There are lots of issues.
First, if you are not the sole owner of the company, then you should be concerned about transferring your rights in the invention to the company such that you would then lose exclusive control over the patent. Consider your relationship with your co-owners, if there are any. It's much harder to transfer the patent back to you after it is co-owned by others.
Second, consider bankruptcy. If your company doesn't do well and the company has to file bankruptcy, are you willing to lose your patent to your creditors? A license to the company could have a terminate-on-bankruptcy provision.
Third, if you have to sue someone for infringing the patent, the actual owner of the patent has to bring the suit. If you still own the patent as the inventor, then you have to file suit. If the company owns the patent, then the company brings suit. You likely don't want to be personally named in a lawsuit either as a plaintiff or defendant.

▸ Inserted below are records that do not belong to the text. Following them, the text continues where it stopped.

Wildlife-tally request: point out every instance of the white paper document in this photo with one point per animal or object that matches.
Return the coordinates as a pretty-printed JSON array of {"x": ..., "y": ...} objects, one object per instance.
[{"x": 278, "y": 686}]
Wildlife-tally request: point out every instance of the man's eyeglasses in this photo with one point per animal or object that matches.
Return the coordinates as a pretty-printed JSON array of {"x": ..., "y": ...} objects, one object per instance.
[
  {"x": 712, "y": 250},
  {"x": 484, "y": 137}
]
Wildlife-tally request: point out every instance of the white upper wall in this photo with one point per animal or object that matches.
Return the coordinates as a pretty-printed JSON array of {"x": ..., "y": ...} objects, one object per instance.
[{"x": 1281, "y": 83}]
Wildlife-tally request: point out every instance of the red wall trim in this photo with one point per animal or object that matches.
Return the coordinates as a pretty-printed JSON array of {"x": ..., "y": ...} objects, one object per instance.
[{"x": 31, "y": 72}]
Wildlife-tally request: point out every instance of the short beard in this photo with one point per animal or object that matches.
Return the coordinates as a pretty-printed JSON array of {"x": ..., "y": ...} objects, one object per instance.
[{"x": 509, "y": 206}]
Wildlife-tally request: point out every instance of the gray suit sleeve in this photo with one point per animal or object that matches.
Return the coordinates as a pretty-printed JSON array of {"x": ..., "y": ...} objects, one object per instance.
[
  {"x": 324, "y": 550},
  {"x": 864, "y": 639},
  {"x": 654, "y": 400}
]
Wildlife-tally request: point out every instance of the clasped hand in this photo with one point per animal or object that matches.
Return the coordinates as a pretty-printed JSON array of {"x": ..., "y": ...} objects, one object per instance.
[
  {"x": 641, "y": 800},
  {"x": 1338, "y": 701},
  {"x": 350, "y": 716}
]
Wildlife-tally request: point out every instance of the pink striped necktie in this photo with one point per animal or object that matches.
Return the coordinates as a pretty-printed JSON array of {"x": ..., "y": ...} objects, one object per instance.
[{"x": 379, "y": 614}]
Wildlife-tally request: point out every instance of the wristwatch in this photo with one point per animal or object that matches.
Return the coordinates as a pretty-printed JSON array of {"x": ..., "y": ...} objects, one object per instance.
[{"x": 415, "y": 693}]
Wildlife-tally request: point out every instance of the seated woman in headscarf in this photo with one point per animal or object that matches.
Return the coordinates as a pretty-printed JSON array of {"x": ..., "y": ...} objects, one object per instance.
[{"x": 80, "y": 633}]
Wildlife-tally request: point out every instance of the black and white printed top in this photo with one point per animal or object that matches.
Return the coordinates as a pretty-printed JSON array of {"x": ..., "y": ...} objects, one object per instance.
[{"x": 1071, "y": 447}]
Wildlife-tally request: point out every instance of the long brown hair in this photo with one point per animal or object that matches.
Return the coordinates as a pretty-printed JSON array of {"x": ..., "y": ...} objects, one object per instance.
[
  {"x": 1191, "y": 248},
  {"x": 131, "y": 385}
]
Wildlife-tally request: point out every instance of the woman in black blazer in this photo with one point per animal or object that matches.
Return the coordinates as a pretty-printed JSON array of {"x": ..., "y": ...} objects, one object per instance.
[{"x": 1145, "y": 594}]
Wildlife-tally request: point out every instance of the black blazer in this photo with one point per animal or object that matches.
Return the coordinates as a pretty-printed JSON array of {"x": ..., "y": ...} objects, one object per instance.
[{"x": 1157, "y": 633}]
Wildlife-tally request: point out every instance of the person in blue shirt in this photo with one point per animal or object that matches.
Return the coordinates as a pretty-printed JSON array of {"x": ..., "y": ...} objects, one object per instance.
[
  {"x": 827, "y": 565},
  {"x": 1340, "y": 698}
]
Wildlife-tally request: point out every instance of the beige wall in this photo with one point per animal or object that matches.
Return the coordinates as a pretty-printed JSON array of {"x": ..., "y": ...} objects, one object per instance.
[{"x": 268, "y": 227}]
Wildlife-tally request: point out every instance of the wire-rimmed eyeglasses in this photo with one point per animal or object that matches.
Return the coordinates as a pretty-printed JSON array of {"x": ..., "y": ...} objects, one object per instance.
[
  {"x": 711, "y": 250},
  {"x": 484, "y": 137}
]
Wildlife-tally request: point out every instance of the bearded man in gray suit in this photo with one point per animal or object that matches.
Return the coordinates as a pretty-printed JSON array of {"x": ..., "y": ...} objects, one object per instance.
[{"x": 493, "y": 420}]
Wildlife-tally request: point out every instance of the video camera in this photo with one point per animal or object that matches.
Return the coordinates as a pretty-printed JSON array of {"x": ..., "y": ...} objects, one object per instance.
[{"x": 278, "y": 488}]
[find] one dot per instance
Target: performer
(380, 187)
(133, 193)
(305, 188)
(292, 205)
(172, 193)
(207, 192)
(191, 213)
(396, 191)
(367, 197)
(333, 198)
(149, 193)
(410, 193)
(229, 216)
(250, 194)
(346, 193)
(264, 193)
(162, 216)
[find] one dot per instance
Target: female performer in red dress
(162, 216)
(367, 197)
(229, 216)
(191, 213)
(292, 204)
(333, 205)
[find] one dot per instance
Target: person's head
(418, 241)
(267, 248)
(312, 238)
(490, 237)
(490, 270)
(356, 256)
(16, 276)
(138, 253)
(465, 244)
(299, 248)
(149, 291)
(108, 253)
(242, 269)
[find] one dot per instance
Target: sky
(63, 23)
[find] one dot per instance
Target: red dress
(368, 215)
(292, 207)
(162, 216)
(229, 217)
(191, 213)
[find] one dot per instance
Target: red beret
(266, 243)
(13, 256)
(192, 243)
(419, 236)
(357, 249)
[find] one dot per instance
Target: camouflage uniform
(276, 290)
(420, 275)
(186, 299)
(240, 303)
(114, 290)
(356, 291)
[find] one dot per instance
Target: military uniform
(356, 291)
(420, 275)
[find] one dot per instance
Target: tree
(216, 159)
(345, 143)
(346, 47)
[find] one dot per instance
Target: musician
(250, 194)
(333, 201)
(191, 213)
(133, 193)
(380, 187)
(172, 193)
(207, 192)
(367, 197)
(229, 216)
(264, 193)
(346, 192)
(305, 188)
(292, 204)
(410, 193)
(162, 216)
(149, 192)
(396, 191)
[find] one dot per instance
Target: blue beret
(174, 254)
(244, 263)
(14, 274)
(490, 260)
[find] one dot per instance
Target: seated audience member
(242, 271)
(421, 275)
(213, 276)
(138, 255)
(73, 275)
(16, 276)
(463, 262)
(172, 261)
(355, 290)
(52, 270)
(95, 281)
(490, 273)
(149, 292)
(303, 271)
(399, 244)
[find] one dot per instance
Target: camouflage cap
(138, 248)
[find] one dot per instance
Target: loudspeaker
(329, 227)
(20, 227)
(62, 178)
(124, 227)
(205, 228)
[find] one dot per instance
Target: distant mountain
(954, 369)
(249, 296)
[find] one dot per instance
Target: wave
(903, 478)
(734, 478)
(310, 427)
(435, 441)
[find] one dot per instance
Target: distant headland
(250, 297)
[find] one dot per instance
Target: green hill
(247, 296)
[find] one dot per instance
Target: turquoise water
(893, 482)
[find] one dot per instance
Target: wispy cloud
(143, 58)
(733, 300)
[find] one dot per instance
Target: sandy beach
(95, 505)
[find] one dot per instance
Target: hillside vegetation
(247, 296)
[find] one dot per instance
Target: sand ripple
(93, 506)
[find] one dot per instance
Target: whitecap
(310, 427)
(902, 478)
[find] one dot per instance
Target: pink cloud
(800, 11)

Fourth, damages. One of the measures of infringement damages is lost profits. If you own the patent personally, but your company is making the profits off the patented product, then you don't personally have a lost profits damages theory. This is one good reason for the company to own the patent.
There are many other issues and you should really sit down with an actual patent attorney to discuss them.
You've already received some very good and useful information -- which you should take with you to your own intellectual property attorney to discuss.
One other nugget: You live in a community property state. If you're married and invented and applied for the patent while married -- and you have no obligation to assign your invention or patent to the corporation you own -- then your spouse has an ownership interest in the patent when [really, if] it is ever granted. For this reason you should speak with an intellectual property attorney licensed to practice in California [even though most of patent law is, generally, federal law].
A good case to read about this situation is Enovsys LLC v. Nextel Communications, Inc., 614 F. 3d 1333 (Fed.Cir.2010) [see http://goo.gl/rXvVh ]
The above is general information ONLY and is not legal advice, does not form an attorney-client relationship, and should NOT be relied upon to take or refrain from taking any action. I am not your attorney. You should seek the advice of competent counsel before taking any action related to your inquiry.